La Tessile Tianwang si è dimostrata particolarmente
militante. Messi di fronte alla prospettiva di venir licenziati con una
indennità pari ad un salario mensile per ogni anno di lavoro,
per poi venir riassunti con una paga base inferiore, i 7.000 lavoratori
sono usciti, preferendo affrontare la repressione piuttosto che
accettare le nuove condizioni. Dopo quattro giorni di protesta, i
lavoratori hanno costretto alla ritirata un migliaio di poliziotti
antisommossa, equipaggiati cogli idranti.

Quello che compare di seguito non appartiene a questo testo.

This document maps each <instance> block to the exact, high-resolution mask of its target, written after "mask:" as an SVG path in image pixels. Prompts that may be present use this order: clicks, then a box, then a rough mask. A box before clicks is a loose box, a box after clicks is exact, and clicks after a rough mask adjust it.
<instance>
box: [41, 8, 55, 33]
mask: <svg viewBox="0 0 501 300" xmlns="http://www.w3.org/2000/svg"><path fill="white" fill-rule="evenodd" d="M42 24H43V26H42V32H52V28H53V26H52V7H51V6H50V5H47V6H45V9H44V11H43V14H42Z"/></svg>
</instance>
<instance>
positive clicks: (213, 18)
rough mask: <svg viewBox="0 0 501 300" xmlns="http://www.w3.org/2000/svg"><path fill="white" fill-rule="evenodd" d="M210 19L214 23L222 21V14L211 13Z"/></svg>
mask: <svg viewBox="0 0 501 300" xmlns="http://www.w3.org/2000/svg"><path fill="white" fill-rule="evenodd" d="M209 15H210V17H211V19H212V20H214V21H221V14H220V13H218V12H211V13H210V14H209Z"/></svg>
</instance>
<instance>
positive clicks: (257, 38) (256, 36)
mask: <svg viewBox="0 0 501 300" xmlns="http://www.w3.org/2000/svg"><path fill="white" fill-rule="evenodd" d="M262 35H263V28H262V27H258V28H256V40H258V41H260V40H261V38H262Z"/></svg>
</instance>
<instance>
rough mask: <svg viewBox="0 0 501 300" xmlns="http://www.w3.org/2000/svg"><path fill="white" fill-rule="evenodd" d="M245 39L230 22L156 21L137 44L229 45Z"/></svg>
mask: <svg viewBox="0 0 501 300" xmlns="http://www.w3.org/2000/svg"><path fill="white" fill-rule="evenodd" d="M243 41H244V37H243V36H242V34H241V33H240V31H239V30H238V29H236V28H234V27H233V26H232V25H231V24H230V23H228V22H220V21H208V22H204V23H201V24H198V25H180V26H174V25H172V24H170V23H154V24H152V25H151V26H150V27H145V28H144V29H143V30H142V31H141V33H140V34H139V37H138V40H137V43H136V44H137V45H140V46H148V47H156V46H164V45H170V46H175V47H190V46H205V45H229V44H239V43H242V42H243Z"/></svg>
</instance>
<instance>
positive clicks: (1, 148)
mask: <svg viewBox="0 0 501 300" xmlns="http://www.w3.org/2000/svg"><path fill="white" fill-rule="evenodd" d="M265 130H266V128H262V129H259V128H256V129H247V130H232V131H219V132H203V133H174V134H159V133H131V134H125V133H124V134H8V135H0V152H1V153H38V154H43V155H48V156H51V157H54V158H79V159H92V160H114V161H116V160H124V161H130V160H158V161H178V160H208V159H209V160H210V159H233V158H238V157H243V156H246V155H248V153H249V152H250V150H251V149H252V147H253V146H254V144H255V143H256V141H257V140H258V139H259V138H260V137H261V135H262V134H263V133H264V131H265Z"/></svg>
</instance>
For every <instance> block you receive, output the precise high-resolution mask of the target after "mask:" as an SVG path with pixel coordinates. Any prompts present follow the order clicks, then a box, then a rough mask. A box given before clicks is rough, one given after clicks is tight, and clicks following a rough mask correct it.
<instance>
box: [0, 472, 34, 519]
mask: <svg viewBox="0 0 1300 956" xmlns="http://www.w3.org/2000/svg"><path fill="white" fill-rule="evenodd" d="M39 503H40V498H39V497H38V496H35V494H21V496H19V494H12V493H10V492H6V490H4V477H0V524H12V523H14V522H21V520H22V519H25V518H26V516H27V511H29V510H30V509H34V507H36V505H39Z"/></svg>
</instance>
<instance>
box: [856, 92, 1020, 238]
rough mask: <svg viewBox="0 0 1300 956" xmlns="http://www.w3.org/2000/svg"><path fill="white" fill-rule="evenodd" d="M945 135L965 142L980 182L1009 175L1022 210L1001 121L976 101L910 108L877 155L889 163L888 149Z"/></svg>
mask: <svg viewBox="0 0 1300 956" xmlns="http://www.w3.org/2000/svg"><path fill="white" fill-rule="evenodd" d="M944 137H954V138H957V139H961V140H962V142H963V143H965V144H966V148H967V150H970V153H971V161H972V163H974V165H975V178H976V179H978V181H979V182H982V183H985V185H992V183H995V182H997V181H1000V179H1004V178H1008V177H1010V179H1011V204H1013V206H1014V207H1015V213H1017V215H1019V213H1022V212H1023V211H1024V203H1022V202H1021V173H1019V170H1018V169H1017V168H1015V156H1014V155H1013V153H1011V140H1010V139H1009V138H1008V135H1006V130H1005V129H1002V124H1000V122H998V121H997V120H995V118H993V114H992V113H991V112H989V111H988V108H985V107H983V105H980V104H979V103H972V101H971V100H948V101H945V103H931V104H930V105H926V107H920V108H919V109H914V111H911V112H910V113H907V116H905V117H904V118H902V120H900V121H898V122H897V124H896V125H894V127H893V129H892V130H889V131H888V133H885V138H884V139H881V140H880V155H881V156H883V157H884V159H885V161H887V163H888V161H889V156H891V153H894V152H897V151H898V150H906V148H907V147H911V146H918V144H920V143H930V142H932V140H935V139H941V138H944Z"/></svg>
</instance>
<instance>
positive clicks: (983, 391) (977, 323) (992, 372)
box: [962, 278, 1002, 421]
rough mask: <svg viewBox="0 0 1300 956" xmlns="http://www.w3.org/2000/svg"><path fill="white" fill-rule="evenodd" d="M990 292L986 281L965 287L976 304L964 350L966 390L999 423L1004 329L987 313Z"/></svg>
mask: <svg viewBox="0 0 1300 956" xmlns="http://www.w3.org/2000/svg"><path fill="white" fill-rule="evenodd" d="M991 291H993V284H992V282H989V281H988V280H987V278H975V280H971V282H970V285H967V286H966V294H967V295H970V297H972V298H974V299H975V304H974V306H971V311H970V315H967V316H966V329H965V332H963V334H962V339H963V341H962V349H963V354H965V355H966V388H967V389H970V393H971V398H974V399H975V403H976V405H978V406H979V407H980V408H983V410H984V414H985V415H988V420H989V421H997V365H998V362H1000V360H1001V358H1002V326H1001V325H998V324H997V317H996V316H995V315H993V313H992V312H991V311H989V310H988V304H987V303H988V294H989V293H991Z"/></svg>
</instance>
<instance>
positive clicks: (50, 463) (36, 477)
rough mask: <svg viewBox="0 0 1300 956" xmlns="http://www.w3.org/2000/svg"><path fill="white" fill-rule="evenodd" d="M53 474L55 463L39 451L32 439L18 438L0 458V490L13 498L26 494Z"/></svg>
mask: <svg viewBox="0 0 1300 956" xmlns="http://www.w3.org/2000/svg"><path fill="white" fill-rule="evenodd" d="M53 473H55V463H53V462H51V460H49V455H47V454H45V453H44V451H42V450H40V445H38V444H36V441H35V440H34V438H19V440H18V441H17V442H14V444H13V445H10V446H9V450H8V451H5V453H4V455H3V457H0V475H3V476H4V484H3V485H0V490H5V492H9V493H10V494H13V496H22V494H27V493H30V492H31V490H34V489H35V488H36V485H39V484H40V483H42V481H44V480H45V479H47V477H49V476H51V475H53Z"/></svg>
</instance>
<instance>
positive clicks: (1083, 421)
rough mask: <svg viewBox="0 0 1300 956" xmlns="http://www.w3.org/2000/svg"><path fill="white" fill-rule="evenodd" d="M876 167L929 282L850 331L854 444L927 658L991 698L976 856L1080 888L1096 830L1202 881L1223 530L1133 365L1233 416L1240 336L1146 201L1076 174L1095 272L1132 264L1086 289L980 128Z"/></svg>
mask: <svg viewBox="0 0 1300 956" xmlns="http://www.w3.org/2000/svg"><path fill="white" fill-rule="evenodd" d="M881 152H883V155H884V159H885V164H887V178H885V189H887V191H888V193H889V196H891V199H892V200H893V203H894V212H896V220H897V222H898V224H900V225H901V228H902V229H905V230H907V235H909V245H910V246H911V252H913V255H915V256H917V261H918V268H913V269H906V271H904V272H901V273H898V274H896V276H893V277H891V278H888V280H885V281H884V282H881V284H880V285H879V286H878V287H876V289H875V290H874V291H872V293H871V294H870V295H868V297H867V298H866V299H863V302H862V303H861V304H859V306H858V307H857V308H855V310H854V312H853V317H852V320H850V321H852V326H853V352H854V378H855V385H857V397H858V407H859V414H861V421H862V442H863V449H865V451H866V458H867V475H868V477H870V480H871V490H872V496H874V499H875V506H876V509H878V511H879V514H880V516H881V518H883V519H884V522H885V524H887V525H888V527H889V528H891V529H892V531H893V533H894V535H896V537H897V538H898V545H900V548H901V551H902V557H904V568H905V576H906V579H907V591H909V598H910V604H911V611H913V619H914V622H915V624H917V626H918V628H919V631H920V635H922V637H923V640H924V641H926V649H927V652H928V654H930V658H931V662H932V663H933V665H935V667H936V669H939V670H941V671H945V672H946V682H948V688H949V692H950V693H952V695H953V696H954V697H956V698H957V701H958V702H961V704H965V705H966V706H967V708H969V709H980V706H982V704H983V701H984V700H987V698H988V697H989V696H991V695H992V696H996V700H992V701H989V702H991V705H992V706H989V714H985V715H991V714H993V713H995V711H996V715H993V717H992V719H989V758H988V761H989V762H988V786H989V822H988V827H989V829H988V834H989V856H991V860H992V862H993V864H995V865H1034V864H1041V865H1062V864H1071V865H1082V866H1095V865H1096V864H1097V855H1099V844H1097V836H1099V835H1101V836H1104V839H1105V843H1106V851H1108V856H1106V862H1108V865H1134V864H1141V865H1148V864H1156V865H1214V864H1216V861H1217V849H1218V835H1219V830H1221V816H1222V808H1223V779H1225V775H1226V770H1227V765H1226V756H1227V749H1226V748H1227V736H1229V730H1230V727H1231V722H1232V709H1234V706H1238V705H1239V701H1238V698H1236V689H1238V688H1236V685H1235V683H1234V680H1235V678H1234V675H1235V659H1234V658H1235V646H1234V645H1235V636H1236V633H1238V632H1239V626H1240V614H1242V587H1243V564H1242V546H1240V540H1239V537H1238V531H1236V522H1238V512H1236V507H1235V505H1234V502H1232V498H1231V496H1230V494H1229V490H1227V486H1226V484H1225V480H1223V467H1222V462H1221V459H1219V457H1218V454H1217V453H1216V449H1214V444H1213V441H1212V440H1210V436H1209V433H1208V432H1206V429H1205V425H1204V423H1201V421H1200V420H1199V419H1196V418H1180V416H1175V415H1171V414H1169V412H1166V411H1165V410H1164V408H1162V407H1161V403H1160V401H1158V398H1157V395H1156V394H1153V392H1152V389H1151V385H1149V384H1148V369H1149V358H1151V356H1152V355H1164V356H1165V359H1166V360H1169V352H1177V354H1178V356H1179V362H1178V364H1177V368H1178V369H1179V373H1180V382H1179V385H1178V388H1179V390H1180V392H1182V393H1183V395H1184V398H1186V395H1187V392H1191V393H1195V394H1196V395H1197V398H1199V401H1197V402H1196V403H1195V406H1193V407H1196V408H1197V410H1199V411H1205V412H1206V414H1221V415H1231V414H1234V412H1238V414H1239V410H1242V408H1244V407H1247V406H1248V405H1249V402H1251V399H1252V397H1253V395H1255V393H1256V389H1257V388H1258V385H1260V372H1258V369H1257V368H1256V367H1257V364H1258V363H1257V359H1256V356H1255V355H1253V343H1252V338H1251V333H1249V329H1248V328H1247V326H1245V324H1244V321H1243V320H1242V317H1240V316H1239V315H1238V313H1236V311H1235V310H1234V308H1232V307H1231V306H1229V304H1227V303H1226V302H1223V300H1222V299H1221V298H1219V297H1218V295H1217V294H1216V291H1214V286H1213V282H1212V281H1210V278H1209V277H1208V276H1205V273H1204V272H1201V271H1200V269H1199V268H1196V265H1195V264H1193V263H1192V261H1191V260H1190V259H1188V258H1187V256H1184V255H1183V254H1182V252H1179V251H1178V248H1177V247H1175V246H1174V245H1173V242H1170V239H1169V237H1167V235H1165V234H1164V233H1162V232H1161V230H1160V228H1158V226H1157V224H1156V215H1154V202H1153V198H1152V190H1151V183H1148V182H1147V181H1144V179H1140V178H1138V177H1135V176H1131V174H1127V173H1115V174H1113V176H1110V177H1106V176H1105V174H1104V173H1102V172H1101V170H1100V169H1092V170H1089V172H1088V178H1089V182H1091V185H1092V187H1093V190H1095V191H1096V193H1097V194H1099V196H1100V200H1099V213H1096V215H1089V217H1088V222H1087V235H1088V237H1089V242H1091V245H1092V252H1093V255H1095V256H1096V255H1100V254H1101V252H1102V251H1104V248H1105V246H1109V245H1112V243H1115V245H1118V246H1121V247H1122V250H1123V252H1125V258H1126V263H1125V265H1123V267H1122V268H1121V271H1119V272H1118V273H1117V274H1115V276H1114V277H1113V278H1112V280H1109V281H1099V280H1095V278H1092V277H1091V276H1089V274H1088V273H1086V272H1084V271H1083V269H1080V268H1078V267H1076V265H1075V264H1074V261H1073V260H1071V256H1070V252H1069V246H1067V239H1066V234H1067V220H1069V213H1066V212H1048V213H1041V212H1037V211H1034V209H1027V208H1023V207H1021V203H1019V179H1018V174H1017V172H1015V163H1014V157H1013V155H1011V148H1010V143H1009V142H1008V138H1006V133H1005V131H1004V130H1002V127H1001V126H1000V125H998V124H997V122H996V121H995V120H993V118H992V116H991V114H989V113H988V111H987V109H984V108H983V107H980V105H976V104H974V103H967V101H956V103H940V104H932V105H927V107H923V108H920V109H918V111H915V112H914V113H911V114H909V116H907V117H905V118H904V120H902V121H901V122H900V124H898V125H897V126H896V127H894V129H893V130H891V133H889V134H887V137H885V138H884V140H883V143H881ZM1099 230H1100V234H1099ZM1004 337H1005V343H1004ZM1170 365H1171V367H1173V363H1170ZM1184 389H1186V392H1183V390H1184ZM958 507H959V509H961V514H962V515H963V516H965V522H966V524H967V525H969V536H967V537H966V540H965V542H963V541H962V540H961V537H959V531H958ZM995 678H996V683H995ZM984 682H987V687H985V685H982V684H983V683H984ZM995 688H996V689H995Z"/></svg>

Fra le richieste hanno avanzato anche quella di poter eleggere i propri
rappresentanti sindacali. La legge cinese prevede infatti che sia
consentita la sindacalizzazione, purché nel sindacato unico di
stato, la Federazione sindacale Pancinese, i cui quadri sono nominati
dall'alto.
La determinazione del governo di mantenere questo saldo controllo sulle
organizzazioni dei lavoratori ha però prodotto inattesi
conflitti. Le multinazionali straniere che hanno investito in Cina e
tradizionalmente ammettono i sindacati gialli (qui è il caso di
chiamarli così, anche se suona poco appropriato, ndt),
cioè interni alla logica aziendale – Walmart, McDonalds, Dell,
Kodak, Samsung e KFC, tanto per citarne qualcuna – hanno più
volte tentato di tener fuori il sindacato nazionale, incapaci di far
fronte anche a questa forma di organizzazione strettamente controllata
dalla burocrazia. Il che ha ingenerato un conflitto fra le due forze:
il Partito Comunista e le multinazionali, per il controllo della forza
lavoro. Da una parte il PCC è determinato a mantenere i suoi
uomini nella gestione della contrattazione nelle industrie dominate dal
capitale estero, dall'altra gli investitori stranieri vorrebbero veder
praticate sul loro terreno le condizioni che sono in grado di
controllare direttamente, come altrove.
Al di là di queste scaramucce, non è certo facile per
i lavoratori cinesi trovare uno sbocco alla loro situazione. Quanti si
sono trovati coinvolti nelle proteste di massa sono in realtà
soggetti alle peggiori condizioni lavorative in senso assoluto. Presso
la fabbrica Computime di Shenzen, oltre 3.000 lavoratori hanno
protestato con scioperi prolungati e blocchi stradali, mentre fra
l'altro lamentavano giornate lavorative di quattordici ore sette giorni
su sette, con una paga meno della metà del salario minimo della
provincia. L'organizzazione del lavoro era così rigida da
prevedere capi squadra per sorvegliare chi andava al cesso, con tanto
di firma all'uscita ed al rientro e sanzioni in caso di assenza troppo
prolungata. Tenendo testa alle minacce della polizia antisommossa, essi
sono infine riusciti ad ottenere un aumento del 170% sulle paghe, quasi
pari alla paga base media provinciale.
La pratica dello "Stato del Popolo" è comunque quella del
bastone, consentendo concessioni dove proprio non ne può fare a
meno. Due lavoratrici tessili di Zhonghong, nella provincia dello
Jiangsu, Ding Xiulan e Liu Meifeng, sono state arrestate agli inizi di
novembre dopo aver preso parte ad uno sciopero durato diciassette
giorni, il mese precedente. Sono accusate di "disturbo dell'ordine
sociale" e di aver "provocato disordini". Il loro arresto è
avvenuto dopo che era stata data ampia pubblicità alle condanne
a tre anni e mezzo a tre lavoratori del calzaturificio di Xing Ang,
arrestati lo scorso aprile. Chen Nanliu, Ma Chengwai e Qu Pengtao hanno
subito la condanna dopo un processo durato non più di un'ora a
porte chiuse. La lotta per cui erano stati arrestati reclamava il
pagamento di arretrati di sei mesi, con la ditta che detraeva quasi per
intero il salario per spese di vitto e alloggio, e la settimana
lavorativa arrivava a 66 ore.
Malgrado la brutalità della repressione governativa, è facile prevedere che le drastiche condizioni di lavoro in Cina inevitabilmente condurranno anche in futuro a simili proteste.
Jack Ray
Nota: un interessante spaccato delle contraddizioni che il paese sta
attraversando si hanno nel libro di Charles Reeve e Xi Xuanwu: Tianixia
diyu (L'inferno sulla terra), ed. Ass. M. Gaismair, Vipiteno 2000, da
cui è/sono tratta la foto qui riprodotta.